- Wash your hands often.
- Clean all “high-touch” surfaces, such as counters, doorknobs, bathroom fixtures, phones, keyboards, remote controls, and steering wheels with disinfectant sprays or wipes.
- Cover your nose and mouth with a tissue or your elbow crease when you cough or sneeze.
- Make a conscious effort not to touch your face, mouth, and eyes.
- Iron the pile of pants you’ve had draped over your desk chair since last Tuesday that were too clean for the hamper, but too dirty for the closet.
- If you have a fever or don’t feel well, limit activities outside your home except to get medical care.
- Don’t share personal items such as drinking glasses, eating utensils, and towels.
- Don’t leave a clump of hair in the shower drain.
- Stop using “literally” as word filler, particularly in figurative statements.
- Wash your hands often…with soap.
- Use hand sanitizer to clean your hands when soap and water aren’t available.
- As a courtesy to others, don’t leave the toilet seat up because baptizing a booty cheek in ice cold eau de toilette at 3AM during your nightly “one-eye-closed, other-eye-squinted-so-you-don’t-wake-all-the-way-up” bathroom ritual is as startling as it is unsanitary.
- Avoid shaking hands with someone who has visibly soiled hands or an active cough.
- Avoid holding hands with slow walkers on crowded sidewalks because some of us have PLACES TO BE.
- Reconsider non-essential travel to areas where there’s a high incidence of illness and limited access to proper medical care.
- When you finish making a sandwich, put the twist tie back on the loaf of bread; don’t just twirl n’ tuck the open end of the plastic sleeve under the remaining slices before you stuff it back into the pantry.
- Call ahead before routine or sick visits with your healthcare provider to see if they recommend taking any precautions to prevent catching or spreading illness.
- Wash your hands often….and don’t neglect the backs of your hands, between your fingers, your fingernails, or your thumbs.

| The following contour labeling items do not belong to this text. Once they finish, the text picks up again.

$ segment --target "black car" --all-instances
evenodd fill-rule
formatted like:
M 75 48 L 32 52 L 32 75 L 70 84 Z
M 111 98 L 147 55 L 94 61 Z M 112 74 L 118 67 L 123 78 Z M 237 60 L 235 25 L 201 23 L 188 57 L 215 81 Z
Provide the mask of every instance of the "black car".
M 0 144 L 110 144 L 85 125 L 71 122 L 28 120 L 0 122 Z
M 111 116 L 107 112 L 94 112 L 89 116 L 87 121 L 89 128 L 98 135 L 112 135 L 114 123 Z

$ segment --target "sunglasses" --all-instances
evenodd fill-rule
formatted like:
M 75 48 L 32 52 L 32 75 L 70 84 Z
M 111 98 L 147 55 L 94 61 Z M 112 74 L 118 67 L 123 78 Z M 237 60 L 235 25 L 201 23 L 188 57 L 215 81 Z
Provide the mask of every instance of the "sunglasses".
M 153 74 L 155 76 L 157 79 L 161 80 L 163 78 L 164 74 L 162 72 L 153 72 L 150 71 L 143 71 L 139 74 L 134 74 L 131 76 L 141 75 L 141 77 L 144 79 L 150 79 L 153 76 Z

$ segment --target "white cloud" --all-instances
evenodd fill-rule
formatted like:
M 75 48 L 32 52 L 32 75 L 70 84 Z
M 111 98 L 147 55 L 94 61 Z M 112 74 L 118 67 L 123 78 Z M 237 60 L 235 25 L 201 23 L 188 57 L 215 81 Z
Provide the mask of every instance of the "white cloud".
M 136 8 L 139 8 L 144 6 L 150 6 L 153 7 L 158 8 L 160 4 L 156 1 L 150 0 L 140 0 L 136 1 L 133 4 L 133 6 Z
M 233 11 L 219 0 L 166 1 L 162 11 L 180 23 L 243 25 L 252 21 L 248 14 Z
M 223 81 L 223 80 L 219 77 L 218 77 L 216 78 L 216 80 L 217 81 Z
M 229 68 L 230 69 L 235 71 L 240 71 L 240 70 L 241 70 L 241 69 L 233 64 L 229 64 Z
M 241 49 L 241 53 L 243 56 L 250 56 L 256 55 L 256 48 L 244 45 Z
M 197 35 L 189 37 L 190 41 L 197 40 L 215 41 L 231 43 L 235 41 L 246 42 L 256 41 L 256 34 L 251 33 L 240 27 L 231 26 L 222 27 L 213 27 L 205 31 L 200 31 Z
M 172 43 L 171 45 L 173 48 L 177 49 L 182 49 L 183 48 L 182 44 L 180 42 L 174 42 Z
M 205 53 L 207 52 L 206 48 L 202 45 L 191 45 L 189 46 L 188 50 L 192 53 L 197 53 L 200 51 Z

- Ask yourself when you last replaced your toothbrush. If you can’t remember, you should know I am judging you a little.
- Ask yourself when you last got an oil change. If you can’t remember, you should know you are in good company because, same.
- Consider walking in lieu of taking densely populated public transportation or using ride-sharing services for local trips to reduce your risk of exposure to respiratory droplets and other germs.
- When the draining board is full, put away the dry dishes rather than artfully stacking wet dishes on top of them like a high stakes Jenga game.
- Call your parents and tell them you were just kidding about the oil change thing.
- Wash your hands often…for the entire length of the “Happy Birthday” song. But sing it in your head, because awkwardly sitting through someone singing Happy Birthday to you is universally the worst.
- Thoroughly clean outdoor coats, hats, and gloves.
- Tell a friend to stop watching their ex’s Instagram stories.
- Walk your empty shopping cart back to the carriage return rather than rolling it across the Target parking lot like you’re bowling for pigeons.
- If you are at an increased risk for infection (i.e., immunosuppressed, elderly, pregnant, etc.), consider wearing a protective mask and gloves in public.
- If you have been advised to wear disposable face masks or gloves, safely dispose of them after a single use. Never reuse them.
- Always be kind to people who work in service industries.
And if all else fails, remember to wash your hands.